"Clever, Pinky!" called his sister, derisively. "Confess that you rehearsed this before a mirror."
The luncheon ended. If anything had been wanting to prove how agreeable it had been, it appeared now in the pretty reluctance with which the ladies rose. There was the customary pushing back of chairs, smoothing down of garments, recovering of handkerchiefs from beneath the board. The room and the table were the objects of new compliments, given in farewell.
"Who would have dreamed," said Mary, looking back from the door at her father's perfectly appointed room, "that yachts were as nice as this?"
"And to think," said Mrs. Marne, "that it was all done by a Mere Man."
McTosh, the mere man in question, blushed violently behind his deft hand.
They stepped up on deck into the shade of a great striped awning, and loitered along the side, caught by the beauty of the late summer scene. Sky and water and green wood blended into practised perfectness. The rippling water was blue as the heavens, which was very blue indeed. The sun kissed it like a lover.

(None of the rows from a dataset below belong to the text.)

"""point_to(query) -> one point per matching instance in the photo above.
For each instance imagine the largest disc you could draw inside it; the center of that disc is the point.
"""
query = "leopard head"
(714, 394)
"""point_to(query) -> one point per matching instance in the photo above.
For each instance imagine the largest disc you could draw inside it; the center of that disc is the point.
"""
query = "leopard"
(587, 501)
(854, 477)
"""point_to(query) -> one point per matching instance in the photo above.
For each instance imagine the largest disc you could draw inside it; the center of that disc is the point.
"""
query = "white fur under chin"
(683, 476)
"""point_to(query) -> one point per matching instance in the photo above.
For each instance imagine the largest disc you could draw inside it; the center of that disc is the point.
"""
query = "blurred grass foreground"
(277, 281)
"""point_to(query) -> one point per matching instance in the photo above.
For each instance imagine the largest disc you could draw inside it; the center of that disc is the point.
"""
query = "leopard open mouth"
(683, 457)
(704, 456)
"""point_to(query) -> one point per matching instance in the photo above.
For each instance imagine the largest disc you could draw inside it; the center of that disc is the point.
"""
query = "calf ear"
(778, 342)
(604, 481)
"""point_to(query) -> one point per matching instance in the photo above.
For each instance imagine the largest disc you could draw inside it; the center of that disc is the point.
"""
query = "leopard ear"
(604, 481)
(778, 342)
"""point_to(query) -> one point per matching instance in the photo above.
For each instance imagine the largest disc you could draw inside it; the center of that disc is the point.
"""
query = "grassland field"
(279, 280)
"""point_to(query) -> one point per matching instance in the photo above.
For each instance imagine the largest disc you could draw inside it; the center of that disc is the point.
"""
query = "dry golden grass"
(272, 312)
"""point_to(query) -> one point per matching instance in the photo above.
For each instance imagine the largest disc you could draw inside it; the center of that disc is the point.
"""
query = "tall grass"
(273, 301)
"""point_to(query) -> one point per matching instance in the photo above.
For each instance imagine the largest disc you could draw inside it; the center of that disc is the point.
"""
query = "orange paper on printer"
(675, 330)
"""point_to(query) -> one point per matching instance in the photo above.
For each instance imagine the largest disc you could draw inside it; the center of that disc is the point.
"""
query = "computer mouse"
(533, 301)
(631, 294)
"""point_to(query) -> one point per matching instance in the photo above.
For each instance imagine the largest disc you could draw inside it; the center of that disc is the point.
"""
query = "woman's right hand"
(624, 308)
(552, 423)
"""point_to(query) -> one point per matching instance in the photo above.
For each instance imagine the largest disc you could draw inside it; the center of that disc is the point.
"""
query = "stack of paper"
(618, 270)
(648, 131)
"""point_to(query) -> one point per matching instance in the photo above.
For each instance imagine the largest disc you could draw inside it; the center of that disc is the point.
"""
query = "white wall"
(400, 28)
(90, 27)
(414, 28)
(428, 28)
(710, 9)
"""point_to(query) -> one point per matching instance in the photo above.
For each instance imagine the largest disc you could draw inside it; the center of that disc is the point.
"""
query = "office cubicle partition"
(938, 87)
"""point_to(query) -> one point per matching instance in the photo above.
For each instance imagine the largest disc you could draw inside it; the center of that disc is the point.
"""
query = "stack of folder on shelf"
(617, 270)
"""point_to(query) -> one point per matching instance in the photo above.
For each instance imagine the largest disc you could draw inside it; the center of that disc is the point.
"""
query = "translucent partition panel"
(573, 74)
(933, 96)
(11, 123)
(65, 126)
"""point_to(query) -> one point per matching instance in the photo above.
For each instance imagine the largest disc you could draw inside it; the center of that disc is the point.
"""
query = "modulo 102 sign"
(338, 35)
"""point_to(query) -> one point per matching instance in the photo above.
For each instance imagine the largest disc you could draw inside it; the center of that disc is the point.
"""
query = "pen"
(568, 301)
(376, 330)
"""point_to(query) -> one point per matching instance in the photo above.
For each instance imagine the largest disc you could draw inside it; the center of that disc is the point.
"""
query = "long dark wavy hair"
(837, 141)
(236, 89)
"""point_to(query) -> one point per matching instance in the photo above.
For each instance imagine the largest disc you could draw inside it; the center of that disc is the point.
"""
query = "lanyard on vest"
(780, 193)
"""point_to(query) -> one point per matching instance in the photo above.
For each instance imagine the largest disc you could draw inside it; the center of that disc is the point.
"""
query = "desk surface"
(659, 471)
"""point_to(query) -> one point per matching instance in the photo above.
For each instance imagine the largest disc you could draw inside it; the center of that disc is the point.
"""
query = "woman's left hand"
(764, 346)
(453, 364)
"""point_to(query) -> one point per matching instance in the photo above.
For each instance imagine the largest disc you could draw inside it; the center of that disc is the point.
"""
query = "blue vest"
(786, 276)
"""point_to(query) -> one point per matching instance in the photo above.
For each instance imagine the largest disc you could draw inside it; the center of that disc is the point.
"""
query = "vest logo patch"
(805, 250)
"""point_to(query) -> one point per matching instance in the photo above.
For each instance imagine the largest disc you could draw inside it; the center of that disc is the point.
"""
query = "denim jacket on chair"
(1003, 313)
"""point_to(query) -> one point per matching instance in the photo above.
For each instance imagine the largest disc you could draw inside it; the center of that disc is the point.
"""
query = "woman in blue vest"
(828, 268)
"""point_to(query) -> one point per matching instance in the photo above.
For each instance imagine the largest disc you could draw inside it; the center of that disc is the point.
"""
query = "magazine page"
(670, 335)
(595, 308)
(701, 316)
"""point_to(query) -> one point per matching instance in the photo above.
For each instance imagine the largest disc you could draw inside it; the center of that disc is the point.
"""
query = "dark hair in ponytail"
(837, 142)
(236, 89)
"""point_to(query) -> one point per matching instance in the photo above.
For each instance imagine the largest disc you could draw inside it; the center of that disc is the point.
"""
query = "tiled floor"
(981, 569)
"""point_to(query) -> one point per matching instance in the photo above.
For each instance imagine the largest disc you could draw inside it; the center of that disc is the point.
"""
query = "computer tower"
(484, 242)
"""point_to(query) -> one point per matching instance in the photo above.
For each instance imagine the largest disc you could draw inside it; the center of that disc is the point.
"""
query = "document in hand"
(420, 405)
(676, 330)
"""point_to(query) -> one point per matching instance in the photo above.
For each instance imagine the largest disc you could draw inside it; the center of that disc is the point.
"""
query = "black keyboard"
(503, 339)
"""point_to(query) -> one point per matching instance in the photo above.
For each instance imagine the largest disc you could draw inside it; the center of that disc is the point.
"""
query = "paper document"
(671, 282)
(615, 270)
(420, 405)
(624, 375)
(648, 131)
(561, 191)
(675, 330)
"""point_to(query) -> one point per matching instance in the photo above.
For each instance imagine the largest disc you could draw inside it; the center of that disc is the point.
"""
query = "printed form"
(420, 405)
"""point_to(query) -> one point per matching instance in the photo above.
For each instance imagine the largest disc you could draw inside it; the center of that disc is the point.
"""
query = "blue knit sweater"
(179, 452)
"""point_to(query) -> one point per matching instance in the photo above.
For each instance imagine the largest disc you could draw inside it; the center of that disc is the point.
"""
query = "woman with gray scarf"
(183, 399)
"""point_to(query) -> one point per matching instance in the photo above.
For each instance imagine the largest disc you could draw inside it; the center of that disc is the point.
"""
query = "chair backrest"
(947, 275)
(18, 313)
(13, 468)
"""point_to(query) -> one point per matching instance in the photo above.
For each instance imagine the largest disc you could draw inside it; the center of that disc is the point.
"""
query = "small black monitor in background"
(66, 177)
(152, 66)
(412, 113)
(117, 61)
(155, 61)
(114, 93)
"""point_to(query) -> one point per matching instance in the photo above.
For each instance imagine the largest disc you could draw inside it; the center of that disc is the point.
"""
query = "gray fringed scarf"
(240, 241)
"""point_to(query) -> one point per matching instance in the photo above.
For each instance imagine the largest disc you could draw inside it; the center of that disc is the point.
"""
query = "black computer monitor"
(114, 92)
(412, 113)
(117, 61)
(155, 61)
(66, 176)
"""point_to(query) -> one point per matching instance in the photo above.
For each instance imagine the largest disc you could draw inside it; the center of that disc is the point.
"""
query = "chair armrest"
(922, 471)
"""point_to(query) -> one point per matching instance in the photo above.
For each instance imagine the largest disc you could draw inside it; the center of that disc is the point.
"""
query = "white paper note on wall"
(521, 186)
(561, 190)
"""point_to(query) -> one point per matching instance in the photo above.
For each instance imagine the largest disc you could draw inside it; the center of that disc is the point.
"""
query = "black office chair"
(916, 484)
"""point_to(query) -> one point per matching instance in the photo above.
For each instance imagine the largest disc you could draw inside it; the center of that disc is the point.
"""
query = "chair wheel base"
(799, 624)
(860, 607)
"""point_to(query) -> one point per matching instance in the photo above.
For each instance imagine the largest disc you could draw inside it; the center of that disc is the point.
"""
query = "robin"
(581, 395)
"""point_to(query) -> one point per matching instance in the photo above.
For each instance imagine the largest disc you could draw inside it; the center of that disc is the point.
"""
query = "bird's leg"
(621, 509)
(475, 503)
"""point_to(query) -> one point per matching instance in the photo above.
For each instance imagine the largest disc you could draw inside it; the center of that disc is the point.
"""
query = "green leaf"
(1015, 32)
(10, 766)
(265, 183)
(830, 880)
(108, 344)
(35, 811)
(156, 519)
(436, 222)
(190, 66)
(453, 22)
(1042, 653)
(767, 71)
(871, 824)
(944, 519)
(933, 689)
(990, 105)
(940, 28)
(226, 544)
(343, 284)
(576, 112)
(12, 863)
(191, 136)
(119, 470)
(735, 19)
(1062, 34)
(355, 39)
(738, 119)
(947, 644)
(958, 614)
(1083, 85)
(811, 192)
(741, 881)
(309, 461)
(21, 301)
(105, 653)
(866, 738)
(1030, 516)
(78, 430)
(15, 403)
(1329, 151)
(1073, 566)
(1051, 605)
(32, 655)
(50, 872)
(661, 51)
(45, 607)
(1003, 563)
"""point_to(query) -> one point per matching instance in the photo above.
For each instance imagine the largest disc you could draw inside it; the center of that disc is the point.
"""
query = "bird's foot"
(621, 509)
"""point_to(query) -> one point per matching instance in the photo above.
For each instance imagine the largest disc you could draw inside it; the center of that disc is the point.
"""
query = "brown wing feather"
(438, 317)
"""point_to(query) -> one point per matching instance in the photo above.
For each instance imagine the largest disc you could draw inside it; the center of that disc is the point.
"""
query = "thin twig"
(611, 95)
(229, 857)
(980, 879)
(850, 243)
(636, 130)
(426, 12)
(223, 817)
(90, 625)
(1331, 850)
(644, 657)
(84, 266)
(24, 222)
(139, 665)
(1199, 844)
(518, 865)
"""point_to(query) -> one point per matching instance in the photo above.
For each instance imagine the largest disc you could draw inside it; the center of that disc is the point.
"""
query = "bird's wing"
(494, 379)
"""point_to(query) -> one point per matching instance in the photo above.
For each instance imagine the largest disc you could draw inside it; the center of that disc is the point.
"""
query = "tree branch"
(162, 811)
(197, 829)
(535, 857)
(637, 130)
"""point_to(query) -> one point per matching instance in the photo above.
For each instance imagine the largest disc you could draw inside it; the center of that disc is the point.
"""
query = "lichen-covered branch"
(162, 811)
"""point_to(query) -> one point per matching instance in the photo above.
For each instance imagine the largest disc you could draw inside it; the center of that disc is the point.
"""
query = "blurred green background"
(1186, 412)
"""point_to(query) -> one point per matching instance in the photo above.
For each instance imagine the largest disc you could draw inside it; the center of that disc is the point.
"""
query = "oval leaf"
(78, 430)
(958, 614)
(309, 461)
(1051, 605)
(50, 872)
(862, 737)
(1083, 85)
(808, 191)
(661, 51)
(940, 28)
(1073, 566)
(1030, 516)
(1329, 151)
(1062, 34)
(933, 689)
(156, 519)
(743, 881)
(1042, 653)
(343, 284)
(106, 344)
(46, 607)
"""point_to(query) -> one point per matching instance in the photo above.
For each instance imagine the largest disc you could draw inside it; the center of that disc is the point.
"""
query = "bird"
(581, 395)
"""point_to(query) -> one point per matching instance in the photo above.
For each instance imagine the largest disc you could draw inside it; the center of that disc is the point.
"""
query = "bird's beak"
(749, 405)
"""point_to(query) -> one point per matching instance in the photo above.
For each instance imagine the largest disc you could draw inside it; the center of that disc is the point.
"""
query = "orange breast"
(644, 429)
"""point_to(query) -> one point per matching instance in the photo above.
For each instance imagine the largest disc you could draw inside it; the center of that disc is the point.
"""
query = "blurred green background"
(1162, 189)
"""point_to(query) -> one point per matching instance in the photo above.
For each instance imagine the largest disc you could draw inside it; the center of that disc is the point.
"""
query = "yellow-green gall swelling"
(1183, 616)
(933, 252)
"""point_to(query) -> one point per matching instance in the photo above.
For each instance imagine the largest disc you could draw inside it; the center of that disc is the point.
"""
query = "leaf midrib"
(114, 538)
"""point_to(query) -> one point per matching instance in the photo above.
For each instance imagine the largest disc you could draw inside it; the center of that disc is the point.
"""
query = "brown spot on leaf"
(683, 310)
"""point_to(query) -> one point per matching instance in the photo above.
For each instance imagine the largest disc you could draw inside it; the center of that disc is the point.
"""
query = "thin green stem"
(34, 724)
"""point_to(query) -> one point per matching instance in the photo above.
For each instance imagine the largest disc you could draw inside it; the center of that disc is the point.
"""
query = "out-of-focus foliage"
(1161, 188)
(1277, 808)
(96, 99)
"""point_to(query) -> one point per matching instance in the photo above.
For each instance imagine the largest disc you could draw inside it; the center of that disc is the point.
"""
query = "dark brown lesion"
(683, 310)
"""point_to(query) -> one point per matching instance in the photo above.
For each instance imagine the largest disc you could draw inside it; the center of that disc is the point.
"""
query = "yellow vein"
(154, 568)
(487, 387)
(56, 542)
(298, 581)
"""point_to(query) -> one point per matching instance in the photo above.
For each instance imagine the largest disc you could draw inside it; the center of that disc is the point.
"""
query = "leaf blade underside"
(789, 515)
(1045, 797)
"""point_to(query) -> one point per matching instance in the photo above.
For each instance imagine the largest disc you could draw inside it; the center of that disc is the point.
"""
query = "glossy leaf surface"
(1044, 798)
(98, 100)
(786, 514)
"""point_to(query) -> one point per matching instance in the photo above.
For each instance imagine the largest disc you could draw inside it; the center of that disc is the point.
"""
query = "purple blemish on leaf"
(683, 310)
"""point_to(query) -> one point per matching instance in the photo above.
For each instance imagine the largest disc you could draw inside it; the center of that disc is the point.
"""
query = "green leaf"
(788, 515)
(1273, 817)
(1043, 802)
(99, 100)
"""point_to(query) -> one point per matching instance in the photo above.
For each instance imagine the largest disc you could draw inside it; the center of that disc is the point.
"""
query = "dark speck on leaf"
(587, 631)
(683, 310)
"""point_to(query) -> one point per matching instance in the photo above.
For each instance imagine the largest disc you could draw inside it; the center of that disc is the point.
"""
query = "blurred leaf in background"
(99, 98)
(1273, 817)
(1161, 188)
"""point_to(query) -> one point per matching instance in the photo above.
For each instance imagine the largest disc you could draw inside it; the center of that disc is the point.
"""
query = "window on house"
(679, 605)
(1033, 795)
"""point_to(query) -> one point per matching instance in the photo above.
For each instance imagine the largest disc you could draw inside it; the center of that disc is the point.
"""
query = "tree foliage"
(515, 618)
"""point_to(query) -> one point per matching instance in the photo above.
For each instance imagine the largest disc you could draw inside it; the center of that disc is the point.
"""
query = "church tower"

"Will some one kindly tell me," demanded Hare, referring to his sister's remark, "how the superstition arose that men have no taste?"
"I have read," said Mary idly, her back against the rail, "that it was invented by the authority who started the slander about women's having no sense of humor."
"Why, they haven't, have they?"
"You're wrong there, Hare," said Peter, out of his fathomless ignorance.
"For my part I think that women are often more amusing than men."